- ECB publishes final results of four-year macro-prudential research project
- Researchers across Europe wrote 160 papers
- Work is important contribution to preventing future financial crises
The European Central Bank (ECB) today publishes a final report summarising the work of the Macro-prudential Research Network (MaRs). Established in 2010 by the European System of Central Banks (ESCB), the network is a collective effort seeking to lay analytical foundations of new macro-prudential policies around the globe.
The G20 identified macro-prudential supervision and regulation – which seeks to mitigate risk in the financial system as a whole – as key to containing the systemic risks that sparked the financial crisis in 2007.
Overall, MaRs produced more than 160 individual research papers and completed several large joint cross-country projects involving multiple central banks.

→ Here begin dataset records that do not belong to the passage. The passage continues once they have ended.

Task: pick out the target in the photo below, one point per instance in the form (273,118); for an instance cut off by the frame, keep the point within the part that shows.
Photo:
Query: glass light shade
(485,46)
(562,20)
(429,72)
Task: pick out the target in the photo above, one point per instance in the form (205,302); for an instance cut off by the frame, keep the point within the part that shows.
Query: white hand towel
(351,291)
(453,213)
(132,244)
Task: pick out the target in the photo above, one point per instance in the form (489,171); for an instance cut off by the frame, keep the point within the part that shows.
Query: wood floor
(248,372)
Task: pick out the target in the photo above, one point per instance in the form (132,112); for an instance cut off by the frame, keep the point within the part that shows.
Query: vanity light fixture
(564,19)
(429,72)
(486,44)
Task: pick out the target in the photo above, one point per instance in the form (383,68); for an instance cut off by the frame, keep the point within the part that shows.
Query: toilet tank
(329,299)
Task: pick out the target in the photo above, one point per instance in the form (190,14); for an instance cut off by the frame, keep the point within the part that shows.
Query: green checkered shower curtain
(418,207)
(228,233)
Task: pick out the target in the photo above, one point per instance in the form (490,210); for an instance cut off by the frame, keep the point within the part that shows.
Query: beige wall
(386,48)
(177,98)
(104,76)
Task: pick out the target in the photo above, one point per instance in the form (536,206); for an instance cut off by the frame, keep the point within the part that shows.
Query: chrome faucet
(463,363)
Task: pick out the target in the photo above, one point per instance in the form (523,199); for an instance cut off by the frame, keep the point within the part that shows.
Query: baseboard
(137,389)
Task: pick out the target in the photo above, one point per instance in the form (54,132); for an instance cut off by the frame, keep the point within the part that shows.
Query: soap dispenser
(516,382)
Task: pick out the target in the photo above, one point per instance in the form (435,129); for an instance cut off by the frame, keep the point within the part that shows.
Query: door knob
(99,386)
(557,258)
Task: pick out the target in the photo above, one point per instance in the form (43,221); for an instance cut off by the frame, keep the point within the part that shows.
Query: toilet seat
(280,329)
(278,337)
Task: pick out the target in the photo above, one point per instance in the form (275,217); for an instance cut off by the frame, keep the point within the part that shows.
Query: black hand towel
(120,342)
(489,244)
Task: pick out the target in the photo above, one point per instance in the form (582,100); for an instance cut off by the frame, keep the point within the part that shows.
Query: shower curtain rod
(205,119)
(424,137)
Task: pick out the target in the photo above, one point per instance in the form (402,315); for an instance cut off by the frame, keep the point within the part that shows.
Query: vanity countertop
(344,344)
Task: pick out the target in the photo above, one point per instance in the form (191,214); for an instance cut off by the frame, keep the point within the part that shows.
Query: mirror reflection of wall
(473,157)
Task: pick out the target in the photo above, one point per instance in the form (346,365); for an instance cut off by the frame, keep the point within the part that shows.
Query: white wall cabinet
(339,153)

The work spans a huge field, but three key conclusions are:
Improving macroeconomic models used by central banks and others. MaRs’ fundamental research sought to integrate characterisations of widespread financial instability into macroeconomic models that central banks and other policy authorities use for analysing economic developments. MaRs developed a series of theoretical and empirical models. These let policy makers analyse how financial imbalances can build up over time and then break down in a crisis; how systemic financial crises can lead to drastic macroeconomic adjustments and recessions that traditional economic models are unable to predict; and how specific macro-prudential regulatory policies can diminish systemic risks.
Measuring systemic risk. A second key area of MaRs’ practical analytical work was to develop tools that measure the degree of systemic financial instability in an economy and provide early warnings about the build-up of financial imbalances. One specific output was the ECB’s Composite Indicator of Systemic Stress (CISS), which is now closely watched. Moreover, MaRs researchers identified the strengths and weaknesses of a series of early warning indicators and models.
Assessing the risk of bank contagion. The third key area dealt with assessing the risk of bank contagion in Europe, including across borders. MaRs researchers in cooperation with payment system experts established a new data infrastructure – derived from payment system information – for analysing and monitoring the stability of the euro interbank market. Several models and tools were developed for assessing interbank market contagion, stress and fragmentation.
“The ECB has been proud to help steer this collective effort of researchers from central banks all over Europe,” ECB Vice President Vítor Constâncio said. “Alongside the models and tools already developed, we would very much welcome the wider economics profession take up the work started by MaRs, notably on early warning models and using frameworks that incorporate financial instability in macroeconomics to assess macro-prudential regulatory instruments.”
The MaRs report, as well as research papers presented at a MaRs conference held at the ECB on 23 and 24 June 2014, can be downloaded from the ECB’s website.